Nilov believes if the international community can shut off the internet they can destroy the Islamic State.

He also noted that, with the use of ICANN [Internet Corporation for Assigned Names and Numbers] with the U.S. government, they can “regulate issues related to domain names, IP addresses and other aspects” of the internet.

In 2009, ICANN received “sovereignty” from the U.S. government.

“It’s a huge moment for the Internet,” explained Paul Levins, ICANN’s executive officer and vice president of corporate affairs. “It really means that this resource is free from control, it’s not being directed by any one entity but will be coordinated by stakeholders for all Internet users everywhere.”

The U.S. Department of Commerce established ICANN to maintain the internet’s traffic by matching “Web addresses to their corresponding addresses.”

Nilov used the messenger app Telegram as an example of why this idea could work. Last November, the messenger app blocked around 78 Islamic State accounts in twelve languages, but militants formed new ones as soon as the service deleted the old ones.

“Use of the Internet not only helps the militants communicate with each other, engage in agitation and propaganda, and recruitment, but also to carry out financial activities, in particular, to carry out transfers through a system of Swift,” continued Nilov.

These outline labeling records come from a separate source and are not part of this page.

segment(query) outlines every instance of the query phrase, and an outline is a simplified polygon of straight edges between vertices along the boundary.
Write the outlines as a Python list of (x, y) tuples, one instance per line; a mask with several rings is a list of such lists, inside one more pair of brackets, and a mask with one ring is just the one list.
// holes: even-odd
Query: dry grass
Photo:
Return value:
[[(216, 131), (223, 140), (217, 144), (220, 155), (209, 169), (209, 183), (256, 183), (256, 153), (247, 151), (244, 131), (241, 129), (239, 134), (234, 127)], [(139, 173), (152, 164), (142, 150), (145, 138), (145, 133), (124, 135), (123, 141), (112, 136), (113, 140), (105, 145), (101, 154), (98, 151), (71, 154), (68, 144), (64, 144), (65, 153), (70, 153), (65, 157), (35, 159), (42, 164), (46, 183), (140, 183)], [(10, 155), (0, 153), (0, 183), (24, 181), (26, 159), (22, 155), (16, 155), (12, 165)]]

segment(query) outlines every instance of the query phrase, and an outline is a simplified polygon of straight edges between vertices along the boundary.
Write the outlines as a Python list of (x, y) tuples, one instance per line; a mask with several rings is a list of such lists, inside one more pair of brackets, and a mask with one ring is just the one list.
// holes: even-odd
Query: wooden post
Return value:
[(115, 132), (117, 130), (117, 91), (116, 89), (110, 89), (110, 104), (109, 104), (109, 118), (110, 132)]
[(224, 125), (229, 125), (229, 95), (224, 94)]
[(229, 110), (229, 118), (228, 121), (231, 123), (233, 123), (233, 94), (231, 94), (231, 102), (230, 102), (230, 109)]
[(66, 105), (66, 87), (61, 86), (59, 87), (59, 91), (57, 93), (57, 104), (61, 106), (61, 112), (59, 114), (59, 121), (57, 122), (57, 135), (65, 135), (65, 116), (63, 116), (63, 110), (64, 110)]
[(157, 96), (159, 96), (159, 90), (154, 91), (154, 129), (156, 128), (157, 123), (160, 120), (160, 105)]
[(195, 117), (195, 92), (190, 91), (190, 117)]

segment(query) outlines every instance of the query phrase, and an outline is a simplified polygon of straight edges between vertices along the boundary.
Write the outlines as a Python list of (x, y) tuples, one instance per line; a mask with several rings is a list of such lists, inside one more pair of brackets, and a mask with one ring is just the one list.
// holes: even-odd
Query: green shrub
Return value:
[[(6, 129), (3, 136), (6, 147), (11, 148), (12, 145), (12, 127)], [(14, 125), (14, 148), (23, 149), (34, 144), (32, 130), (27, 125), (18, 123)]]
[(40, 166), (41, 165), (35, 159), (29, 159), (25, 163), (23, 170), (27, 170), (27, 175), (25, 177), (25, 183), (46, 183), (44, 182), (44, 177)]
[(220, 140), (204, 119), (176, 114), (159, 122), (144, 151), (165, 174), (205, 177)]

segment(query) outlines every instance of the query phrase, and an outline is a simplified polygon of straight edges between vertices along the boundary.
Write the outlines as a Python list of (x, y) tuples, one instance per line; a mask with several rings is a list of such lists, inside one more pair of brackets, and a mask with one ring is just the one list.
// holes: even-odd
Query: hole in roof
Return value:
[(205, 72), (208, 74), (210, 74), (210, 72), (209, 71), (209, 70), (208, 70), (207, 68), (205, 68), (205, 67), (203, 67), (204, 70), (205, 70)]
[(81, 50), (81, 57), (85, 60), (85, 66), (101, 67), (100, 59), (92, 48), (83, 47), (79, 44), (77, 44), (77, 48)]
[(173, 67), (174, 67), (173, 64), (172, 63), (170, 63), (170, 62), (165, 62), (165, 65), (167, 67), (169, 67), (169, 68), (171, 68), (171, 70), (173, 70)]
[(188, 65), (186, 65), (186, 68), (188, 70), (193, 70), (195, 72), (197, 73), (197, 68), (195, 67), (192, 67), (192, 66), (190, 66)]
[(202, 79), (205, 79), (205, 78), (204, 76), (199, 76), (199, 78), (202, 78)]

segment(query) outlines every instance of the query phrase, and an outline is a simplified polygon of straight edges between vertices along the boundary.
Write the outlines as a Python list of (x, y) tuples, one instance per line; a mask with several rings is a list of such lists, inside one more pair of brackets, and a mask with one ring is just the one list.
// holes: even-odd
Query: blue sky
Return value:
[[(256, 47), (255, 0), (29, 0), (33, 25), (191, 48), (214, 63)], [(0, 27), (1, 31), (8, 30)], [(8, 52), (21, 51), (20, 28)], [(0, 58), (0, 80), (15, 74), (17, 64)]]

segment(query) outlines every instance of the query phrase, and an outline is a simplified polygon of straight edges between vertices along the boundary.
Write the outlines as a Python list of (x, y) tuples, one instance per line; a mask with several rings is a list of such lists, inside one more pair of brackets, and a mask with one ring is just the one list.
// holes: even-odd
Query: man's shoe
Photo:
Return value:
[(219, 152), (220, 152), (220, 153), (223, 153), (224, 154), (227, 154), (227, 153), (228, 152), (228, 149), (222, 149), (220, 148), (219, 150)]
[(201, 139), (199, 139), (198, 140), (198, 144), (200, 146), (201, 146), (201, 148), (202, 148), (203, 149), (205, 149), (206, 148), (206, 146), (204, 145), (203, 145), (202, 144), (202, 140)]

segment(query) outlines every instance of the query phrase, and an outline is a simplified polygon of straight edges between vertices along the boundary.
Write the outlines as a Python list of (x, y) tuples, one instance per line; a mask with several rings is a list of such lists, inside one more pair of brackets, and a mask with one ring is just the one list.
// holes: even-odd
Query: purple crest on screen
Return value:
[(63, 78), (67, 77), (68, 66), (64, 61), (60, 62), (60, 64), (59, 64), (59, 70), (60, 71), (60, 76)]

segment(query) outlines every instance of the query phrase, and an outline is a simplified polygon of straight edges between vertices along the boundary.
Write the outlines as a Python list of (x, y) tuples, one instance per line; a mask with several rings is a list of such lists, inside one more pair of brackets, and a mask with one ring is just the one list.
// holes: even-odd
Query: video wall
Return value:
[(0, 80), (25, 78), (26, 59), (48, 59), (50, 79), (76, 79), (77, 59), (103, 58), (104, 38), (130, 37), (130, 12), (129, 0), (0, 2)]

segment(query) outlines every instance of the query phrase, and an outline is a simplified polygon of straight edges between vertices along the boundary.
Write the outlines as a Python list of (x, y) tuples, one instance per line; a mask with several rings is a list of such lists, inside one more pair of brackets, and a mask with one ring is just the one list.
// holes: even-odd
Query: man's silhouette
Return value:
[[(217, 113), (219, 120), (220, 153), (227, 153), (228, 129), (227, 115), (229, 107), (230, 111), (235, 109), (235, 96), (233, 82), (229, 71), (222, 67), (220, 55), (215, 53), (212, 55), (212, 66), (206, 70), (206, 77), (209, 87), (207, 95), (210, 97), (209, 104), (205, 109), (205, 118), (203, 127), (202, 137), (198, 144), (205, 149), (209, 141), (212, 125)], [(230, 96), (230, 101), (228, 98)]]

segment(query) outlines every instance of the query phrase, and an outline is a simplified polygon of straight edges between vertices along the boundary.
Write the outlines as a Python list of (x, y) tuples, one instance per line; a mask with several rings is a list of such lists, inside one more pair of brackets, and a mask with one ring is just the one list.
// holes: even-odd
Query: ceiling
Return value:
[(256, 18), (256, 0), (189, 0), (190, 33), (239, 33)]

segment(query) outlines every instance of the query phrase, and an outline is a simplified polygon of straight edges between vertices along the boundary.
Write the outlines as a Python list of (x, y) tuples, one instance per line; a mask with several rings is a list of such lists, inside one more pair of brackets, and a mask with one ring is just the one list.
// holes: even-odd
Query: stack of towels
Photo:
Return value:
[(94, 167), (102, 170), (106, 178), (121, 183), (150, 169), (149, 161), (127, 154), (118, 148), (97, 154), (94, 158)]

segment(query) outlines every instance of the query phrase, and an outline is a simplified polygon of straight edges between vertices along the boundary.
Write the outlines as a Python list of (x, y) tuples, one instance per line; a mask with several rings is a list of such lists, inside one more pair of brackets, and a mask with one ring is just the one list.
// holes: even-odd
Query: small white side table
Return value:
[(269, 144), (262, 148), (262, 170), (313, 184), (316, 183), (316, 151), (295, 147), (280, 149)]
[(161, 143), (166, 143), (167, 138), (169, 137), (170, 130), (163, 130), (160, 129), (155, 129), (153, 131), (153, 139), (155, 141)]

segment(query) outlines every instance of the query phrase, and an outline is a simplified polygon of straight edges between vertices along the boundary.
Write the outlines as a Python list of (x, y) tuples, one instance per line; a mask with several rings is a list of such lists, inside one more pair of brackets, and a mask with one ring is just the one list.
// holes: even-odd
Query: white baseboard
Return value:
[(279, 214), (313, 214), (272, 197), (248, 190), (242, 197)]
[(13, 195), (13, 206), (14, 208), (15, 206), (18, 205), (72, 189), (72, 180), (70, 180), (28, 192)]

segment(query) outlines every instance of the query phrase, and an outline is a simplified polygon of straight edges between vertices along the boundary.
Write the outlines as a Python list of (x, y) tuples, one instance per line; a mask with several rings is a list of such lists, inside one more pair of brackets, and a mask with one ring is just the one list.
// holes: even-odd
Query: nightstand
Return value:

He claimed the U.S. can do this since the government allegedly shut off the internet in North Korea in 2014, though no one took responsibility for that blackout. Many suspected the United States because of an ongoing feud regarding the film The Interview, which satirized North Korean dictator Kim Jong-un.

The tech companies in the U.S. who monitor North Korea’s network claimed “it appeared to have suffered a concerted denial-of-service attack, in which a target’s internet equipment is overwhelmed by spurious traffic.”

North Korea only has 1,000 web addresses, which makes it vulnerable. The communist country works off of “a single service provider and one connection to the outside world, via China.”

“Any one of us that was upset because we couldn’t watch the movie, you could do that,” stated Dan Holden, director of security research at Arbor Networks. “Their internet is just not that sophisticated.”

The Islamic State uses social media accounts, mainly Twitter, to promote their “caliphate” across the world. In February, former National Security Council staffer Hillary Mann Leverett claimed the terrorist group sends out 90,000 social media messages a day. Others believe the number is actually double that number.

“My best estimate is something over 200,000 a day, including retweets, but that comes with a lot of caveats,” explained J.M. Berger, a non-resident fellow at the Brookings Institution. “It is not entirely possible to break down members vs. fanboys and the bulk of accounts don’t visibly differentiate. But a plurality of the accounts we examined for the study appeared to be based in Iraq and Syria.”

Breitbart News regularly reports how militants use social media to recruit Westerners, especially women. The Institute for Strategic Dialogue and the International Center for the Study of Radicalization at King’s College discovered that the feeling of “sisterhood” was just as much of a draw as finding a mujahid groom for the majority of women from the West.